Regardless of any sovereign defense argument, an airstrike on cyber targets is murder. Lethal force against a cyber actor is killing someone unarmed.
— Brandon McCrillis (@13M4C) May 6, 2019
Even if those actors may be able to cause a cyber effect, they cannot individually direct lethal force to defend themselves.
"Suppose we're in a commercial training facility in a high rise. We're one group on one floor (civilians elsewhere). Although there's no immediate danger from them right now, they performed an unspecified cyber attack (that was repelled) before class starts.

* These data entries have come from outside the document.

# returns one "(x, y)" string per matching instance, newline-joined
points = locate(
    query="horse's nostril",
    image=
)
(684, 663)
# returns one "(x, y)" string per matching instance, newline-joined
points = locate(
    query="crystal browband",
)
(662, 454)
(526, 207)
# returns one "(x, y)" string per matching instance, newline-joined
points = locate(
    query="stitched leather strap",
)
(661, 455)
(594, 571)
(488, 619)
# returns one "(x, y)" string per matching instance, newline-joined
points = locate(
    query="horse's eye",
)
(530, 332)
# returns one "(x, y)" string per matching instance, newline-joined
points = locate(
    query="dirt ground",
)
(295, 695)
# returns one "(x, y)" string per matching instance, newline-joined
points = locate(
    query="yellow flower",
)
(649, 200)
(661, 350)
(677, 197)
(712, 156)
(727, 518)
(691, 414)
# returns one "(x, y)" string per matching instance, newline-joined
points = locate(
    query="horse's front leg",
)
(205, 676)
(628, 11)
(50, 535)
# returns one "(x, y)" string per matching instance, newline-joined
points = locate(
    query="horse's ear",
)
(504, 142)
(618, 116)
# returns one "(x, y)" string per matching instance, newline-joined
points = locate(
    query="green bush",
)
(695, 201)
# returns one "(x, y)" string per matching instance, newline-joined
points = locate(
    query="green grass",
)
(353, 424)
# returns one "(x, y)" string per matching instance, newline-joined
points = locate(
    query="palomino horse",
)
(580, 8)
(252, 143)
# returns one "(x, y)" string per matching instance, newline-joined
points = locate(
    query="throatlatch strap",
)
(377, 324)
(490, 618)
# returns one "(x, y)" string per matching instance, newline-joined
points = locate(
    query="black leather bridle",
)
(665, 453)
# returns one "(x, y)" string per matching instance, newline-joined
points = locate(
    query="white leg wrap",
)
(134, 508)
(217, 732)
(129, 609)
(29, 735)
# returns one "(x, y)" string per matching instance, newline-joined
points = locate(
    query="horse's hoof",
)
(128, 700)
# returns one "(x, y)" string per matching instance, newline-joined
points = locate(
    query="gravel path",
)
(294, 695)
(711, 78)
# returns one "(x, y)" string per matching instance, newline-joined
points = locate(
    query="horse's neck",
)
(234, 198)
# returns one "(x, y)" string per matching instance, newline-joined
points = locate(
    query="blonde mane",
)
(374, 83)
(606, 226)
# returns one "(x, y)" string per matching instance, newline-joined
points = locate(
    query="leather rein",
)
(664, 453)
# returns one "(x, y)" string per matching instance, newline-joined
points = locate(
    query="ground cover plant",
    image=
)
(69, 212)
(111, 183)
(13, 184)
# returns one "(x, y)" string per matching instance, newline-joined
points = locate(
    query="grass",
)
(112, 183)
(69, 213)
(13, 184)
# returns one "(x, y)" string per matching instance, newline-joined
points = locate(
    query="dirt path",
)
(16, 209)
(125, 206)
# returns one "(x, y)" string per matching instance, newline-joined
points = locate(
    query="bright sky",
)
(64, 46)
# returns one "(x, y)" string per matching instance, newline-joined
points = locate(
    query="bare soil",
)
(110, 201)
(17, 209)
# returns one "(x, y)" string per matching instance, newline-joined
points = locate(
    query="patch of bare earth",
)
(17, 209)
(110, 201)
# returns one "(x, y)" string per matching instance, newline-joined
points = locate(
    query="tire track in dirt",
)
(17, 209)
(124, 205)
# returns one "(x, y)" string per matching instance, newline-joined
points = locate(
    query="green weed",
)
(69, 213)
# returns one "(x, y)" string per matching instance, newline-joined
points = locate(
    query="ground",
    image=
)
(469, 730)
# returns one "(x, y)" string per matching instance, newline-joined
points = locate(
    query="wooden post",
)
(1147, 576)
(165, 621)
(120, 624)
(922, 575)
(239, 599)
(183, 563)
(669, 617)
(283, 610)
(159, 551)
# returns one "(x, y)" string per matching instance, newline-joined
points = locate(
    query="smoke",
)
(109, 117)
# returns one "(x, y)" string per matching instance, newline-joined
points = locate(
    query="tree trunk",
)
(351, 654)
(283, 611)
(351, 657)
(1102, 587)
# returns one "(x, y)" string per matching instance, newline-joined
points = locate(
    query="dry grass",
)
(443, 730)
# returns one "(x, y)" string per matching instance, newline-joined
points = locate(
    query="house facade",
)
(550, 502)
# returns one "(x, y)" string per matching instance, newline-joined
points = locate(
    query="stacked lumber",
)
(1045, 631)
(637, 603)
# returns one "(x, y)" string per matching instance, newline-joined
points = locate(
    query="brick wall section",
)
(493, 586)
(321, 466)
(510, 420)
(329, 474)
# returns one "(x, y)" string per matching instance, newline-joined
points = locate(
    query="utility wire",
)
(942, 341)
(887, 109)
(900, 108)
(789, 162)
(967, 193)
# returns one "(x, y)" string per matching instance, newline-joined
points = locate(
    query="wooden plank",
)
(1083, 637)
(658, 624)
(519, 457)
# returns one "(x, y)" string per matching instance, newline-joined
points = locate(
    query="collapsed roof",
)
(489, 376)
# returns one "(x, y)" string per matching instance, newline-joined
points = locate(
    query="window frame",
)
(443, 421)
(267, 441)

"After class is over today, they might go back to hacking Israel again. We obviously don't know their targets or their capabilities. What do you do here? Is it justified to blow up the building in retaliation for earlier attack?
"What if the motive is to prevent some unspecified future threat? Does the motive matter? They are, after all combatants on the cyber battlefield. But they aren't actively threatening anyone. How do you handle this? How should it be handled? Is bombing the building okay?
"After answering, read that again and replace Hamas and Israel with US and ISIS respectively. Does that change your answer at all? Then consider this is not a hypothetical. Does that change the answer?"